On the opposite end of the spectrum, driving with underinflated tires is one of the leasing causes of tire failure. If the tire pressure is too low, there will be too much of the tire that is touching the road, which basically means the tire will be rolling with a higher surface area than is originally intended.
This will result in higher friction, which in turn will create too much heat inside the tire. Heat will not only lead to premature tire wear, but it can also lead to tread separation and tire blowouts.

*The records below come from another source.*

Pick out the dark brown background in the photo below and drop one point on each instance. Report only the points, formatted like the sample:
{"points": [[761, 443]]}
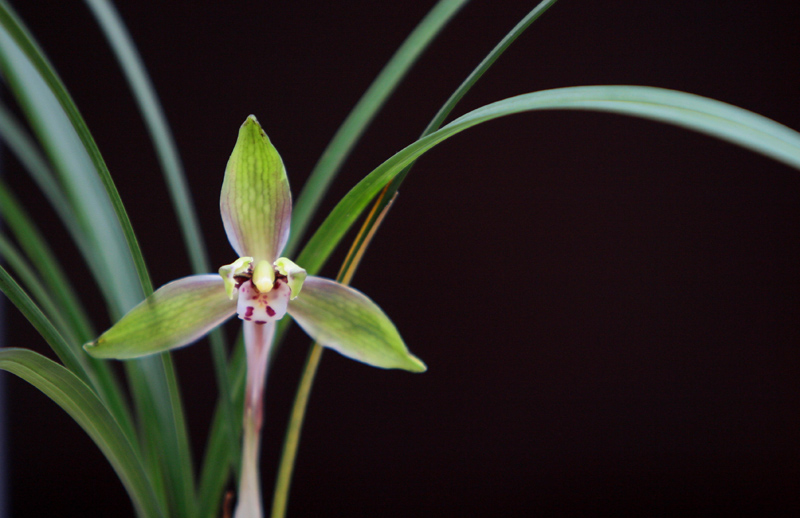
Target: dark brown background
{"points": [[608, 307]]}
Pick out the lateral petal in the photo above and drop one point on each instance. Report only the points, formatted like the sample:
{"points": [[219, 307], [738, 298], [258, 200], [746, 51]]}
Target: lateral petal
{"points": [[175, 315], [349, 322]]}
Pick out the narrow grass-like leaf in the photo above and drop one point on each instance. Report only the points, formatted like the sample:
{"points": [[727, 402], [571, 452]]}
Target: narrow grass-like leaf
{"points": [[45, 328], [714, 118], [149, 105], [17, 39], [30, 157], [77, 174], [291, 442], [217, 463], [71, 394], [385, 197], [72, 142], [65, 303], [42, 258], [362, 114]]}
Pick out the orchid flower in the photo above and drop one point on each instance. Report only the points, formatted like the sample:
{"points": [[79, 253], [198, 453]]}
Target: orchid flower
{"points": [[261, 287]]}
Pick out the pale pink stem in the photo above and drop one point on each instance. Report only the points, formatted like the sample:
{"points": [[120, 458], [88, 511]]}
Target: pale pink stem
{"points": [[257, 342]]}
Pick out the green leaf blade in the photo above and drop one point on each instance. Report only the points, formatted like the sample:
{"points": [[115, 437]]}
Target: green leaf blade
{"points": [[72, 395]]}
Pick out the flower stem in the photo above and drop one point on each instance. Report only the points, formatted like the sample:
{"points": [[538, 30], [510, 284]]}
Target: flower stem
{"points": [[257, 342], [292, 438]]}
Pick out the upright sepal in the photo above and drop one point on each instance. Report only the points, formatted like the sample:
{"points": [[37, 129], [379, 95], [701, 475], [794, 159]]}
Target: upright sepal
{"points": [[177, 314], [347, 321], [256, 203]]}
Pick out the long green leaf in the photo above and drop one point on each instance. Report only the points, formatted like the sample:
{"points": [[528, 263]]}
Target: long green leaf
{"points": [[78, 400], [391, 189], [128, 57], [43, 97], [15, 31], [362, 114], [66, 312], [217, 465], [74, 362], [30, 157], [149, 105], [714, 118]]}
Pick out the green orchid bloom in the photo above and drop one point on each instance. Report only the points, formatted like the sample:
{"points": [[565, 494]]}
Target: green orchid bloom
{"points": [[261, 287]]}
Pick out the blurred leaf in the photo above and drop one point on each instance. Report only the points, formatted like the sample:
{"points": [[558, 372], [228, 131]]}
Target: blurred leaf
{"points": [[71, 394], [347, 321]]}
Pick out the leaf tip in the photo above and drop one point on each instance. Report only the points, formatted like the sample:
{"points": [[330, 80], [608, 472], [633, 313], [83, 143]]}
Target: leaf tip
{"points": [[414, 364]]}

There are times when driving with underinflated tires is beneficial, such as when driving over snow, ice, or loose gravel and sand. But when driving over smooth tarmac, the general rule is to maintain the proper tire pressure so you can drive in safety and comfort.
Tips to Consider
If your vehicle is equipped with TPMS here’s some maintenance tips:
- Make sure to have tires installed or serviced at reputable tire dealerships. Experts will know the proper way on how to mount or unmount wheels equipped with TPMS and prevent damage from happening in the first place.
- Replace old, worn, or damaged tires immediately. It is unsafe to drive with bald or worn tires.
- If you want to replace the OEM wheels with larger aftermarket wheels, you should consult the owner’s manual or the dealership. Upgrading to larger and wider wheels might upset the readings of the factory TPMS.
- It is a good idea to always check the tire pressure and inflate each tire properly BEFORE resetting the TPMs light.
- It doesn’t hurt to maintain your tires either. Check out our Tire Maintenance Tips and how to keep tires clean and prevent blooming
It happens to the best of us. It doesn’t matter if you drive a car, truck, or SUV. There are times when the low tire pressure light will turn ON even if the tires are fine. Your best recourse is to manually check the pressure of each tire to confirm the problem. After this, you can simply reset the TPMS to get rid of the low tire pressure warning light on the dash.